I went to my sorority reunion this past weekend. I was skeptical to say the least. My sorority, which is actually a fraternity because in 1898 our founding women had the sense to know that they didn’t want to be slaves to the fraternity brothers on their campus so they founded a fraternity instead. I should have focused on this marked detail alone. One of my sisters reached out to me individually to request my presence. She was so kind. And I…I was direct. I thought of excuses, many. But then it occurred to me to speak the truth. I confessed to her that I was intimidated. My life was so different than theirs. No children. No marriage. 9 years with a woman as my partner and now a man. I’m Buddhist and a psychotherapist. And on and on.
A wise friend of mine told me, “Cori, you do not know what their lives have been like. It is 18 years later.” So I stretched myself. I went. And let me tell what was missing. The cutting edge of judgement. Perfect marriages or perfect lives for that matter. They were on second marriages, were raising kids on their own, had been through trauma with their spouses. I was not alone.
Let me tell you what wasn’t missing. Their strength, warmth and the only cutting edge was their sense of humor. Most of my sisters have devoted their lives to either raising kids, or teaching them and many of them both. Three of them are principles. One of a French school and when I said “Karen I’m so impressed, I didn’t know you spoke French. She said, “I don’t.” Let out a big whoop of laughter. And then proceeded to tell me that she sits in on the first grade French class. Ha! Another one of my sisters has turned around one of the top 10 worse schools in Newark. She doesn’t serve sugar in school, has implemented 10 minute meditation every day and yoga twice a week. And it’s working. These women are amazing.

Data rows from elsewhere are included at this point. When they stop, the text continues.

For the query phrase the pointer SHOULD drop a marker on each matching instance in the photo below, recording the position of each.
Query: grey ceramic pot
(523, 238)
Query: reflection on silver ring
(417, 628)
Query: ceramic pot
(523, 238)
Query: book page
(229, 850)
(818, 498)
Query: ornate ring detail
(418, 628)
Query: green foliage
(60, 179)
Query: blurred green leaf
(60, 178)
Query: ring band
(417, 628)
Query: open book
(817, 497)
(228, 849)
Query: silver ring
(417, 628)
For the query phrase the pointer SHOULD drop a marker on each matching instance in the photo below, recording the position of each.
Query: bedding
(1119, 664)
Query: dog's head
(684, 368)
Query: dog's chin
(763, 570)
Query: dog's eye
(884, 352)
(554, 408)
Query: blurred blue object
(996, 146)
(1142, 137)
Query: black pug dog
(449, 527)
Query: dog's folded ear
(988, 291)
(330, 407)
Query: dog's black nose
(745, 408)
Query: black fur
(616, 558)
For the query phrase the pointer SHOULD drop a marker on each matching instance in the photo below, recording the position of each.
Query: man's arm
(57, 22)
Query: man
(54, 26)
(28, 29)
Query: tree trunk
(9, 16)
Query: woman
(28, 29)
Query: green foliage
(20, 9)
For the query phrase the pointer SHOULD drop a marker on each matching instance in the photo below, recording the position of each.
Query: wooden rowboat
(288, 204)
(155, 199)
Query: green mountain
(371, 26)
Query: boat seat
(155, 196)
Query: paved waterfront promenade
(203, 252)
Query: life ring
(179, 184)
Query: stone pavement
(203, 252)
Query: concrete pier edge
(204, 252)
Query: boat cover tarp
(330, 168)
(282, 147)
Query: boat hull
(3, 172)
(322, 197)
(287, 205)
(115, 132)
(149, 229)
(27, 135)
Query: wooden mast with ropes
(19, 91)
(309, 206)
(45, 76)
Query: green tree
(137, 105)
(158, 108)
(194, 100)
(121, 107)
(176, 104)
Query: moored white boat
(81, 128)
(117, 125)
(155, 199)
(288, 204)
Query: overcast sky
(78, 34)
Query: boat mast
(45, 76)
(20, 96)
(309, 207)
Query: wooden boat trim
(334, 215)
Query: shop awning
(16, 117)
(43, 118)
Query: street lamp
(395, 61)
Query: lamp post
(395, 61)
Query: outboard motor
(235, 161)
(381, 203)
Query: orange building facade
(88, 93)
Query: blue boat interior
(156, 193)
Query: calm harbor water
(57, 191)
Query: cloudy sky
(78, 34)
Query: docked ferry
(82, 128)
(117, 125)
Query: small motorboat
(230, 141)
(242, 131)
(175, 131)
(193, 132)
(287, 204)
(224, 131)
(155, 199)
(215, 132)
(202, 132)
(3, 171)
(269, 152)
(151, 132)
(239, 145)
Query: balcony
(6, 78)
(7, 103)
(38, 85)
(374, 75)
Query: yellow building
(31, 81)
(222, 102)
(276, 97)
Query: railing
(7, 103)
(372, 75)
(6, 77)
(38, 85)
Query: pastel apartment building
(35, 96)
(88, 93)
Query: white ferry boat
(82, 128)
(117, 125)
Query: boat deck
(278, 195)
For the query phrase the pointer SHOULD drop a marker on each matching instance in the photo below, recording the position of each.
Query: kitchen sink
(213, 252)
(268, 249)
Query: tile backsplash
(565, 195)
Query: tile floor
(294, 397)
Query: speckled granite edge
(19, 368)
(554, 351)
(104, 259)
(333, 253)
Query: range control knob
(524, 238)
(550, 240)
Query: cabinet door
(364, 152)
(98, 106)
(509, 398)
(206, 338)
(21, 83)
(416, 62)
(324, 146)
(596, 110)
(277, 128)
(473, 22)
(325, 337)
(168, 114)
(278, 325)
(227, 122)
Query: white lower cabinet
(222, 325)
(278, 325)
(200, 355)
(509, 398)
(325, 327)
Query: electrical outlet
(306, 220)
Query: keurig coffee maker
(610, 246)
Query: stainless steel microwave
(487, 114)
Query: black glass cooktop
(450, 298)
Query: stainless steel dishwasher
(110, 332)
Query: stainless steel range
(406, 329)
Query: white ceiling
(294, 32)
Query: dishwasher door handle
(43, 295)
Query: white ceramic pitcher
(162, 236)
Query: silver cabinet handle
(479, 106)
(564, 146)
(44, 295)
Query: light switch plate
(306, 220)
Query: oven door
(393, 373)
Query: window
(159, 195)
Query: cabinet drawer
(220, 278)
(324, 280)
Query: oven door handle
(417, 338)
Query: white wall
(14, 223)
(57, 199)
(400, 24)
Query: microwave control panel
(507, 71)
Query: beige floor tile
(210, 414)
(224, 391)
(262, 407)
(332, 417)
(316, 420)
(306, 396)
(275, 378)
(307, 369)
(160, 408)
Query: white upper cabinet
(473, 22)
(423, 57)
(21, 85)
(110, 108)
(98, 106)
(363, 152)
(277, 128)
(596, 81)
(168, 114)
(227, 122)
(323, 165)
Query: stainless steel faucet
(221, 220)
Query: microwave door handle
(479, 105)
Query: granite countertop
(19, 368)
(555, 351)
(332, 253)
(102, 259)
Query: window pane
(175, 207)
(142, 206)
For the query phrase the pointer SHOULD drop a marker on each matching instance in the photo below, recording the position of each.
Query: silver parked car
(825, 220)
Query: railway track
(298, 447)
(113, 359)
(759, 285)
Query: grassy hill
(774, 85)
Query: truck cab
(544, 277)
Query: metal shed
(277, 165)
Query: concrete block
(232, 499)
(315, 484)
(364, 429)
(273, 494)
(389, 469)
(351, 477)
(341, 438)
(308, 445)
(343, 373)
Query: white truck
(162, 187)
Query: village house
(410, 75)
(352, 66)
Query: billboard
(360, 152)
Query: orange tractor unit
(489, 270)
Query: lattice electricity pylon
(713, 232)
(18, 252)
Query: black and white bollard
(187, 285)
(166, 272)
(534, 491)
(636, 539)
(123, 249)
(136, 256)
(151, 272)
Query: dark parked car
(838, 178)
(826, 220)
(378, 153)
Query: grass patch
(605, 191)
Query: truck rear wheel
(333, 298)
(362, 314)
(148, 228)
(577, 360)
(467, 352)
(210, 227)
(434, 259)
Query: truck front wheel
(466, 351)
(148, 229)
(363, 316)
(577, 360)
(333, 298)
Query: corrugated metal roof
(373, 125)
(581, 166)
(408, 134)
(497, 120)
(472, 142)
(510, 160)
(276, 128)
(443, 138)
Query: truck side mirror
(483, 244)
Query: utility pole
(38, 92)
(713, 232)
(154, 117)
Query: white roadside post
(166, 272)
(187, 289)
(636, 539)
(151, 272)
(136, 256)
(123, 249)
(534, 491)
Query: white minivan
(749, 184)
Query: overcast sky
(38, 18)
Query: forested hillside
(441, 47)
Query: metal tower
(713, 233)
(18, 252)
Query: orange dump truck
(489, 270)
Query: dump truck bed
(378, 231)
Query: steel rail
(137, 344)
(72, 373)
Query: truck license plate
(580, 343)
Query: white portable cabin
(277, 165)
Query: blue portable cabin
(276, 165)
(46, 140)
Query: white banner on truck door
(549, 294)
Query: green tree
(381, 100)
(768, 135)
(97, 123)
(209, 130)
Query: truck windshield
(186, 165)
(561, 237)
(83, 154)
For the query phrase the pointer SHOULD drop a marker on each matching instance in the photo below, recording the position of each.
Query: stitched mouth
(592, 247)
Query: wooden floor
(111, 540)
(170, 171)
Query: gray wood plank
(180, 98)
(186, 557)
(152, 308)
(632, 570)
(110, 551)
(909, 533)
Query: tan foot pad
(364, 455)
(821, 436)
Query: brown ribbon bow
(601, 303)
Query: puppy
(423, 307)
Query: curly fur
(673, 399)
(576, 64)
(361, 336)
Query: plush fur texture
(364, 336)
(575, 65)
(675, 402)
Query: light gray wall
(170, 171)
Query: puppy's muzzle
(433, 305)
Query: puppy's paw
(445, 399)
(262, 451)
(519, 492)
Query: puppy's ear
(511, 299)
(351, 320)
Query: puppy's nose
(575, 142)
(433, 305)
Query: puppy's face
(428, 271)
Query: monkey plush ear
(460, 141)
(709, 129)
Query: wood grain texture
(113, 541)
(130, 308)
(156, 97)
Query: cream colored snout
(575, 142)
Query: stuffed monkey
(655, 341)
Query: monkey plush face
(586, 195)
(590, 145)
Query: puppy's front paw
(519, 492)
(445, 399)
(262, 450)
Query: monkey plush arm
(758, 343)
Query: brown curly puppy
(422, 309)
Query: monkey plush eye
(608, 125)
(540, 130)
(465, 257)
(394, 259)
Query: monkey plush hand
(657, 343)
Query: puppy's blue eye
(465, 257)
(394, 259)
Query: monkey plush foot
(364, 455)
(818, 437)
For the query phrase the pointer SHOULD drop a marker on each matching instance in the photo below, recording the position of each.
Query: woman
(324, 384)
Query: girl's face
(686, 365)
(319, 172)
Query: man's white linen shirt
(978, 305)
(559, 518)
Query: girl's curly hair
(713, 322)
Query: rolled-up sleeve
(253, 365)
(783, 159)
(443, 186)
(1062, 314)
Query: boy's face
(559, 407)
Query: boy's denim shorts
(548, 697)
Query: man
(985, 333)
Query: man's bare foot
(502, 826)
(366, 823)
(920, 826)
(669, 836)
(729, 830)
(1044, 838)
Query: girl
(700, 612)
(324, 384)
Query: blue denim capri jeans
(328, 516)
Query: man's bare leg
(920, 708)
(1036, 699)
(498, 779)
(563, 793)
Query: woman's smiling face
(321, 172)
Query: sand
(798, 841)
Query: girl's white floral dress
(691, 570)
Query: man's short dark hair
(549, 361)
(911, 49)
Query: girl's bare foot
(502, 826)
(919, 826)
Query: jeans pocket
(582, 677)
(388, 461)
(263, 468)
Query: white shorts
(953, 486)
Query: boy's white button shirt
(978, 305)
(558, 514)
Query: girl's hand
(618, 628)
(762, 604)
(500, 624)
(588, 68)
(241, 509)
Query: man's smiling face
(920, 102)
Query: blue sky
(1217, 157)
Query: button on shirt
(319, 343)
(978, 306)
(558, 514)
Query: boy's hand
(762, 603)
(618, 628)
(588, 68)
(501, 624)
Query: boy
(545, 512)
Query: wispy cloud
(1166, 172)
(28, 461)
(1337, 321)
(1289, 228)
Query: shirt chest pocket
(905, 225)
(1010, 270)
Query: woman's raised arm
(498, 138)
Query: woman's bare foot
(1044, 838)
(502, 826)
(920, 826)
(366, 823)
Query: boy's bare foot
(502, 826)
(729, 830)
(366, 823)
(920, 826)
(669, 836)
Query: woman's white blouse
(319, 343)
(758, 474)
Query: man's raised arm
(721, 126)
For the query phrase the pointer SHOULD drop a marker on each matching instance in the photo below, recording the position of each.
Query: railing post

It was a whip quick speed. This one was cackling about her husband, this one is sitting me down to ask what the difference was between men and women was for me and who do I prefer. I will not quote her actual comment. But let me say we laughed for a good 5 minutes. One of my other sisters tells us her blond, blue eyed daughter comes into the house calling her “Brah.”and telling her that she likes her men dark. My sister says, “So! I don’t care. But on second thought maybe you should tell your father when you spend the weekend with him.” As she winks at us. My other sisters’ parting words were, “That’s right, two times a day ladies, if your not getting that then wake the hell up.” We screamed the whole time. I haven’t been that continuously loud probably since the last time I saw them, 18 years ago.
Their warmth enveloped me from my first step into the reunion, as my first sister, Kristen, hugged me and said, “I’ve missed you.” Their warmth enveloped not only my being but my heart as well. You see nothing had changed and everything had changed. They have always been this way. I’m surprised at how wise my younger self was at the age of 18, I somehow do not envision her that way. But I was wrong as I was about so many other things that day. Happily. The only person’s cutting edge judgement I dealt with that day was my own. And I actually think I dealt with it pretty well. I noticed the box I didn’t even know I was in and how important stretching myself out of my comfort zone was and how much joy and contentment that can and has brought me. Thank you sisters for teaching me once again about myself and life.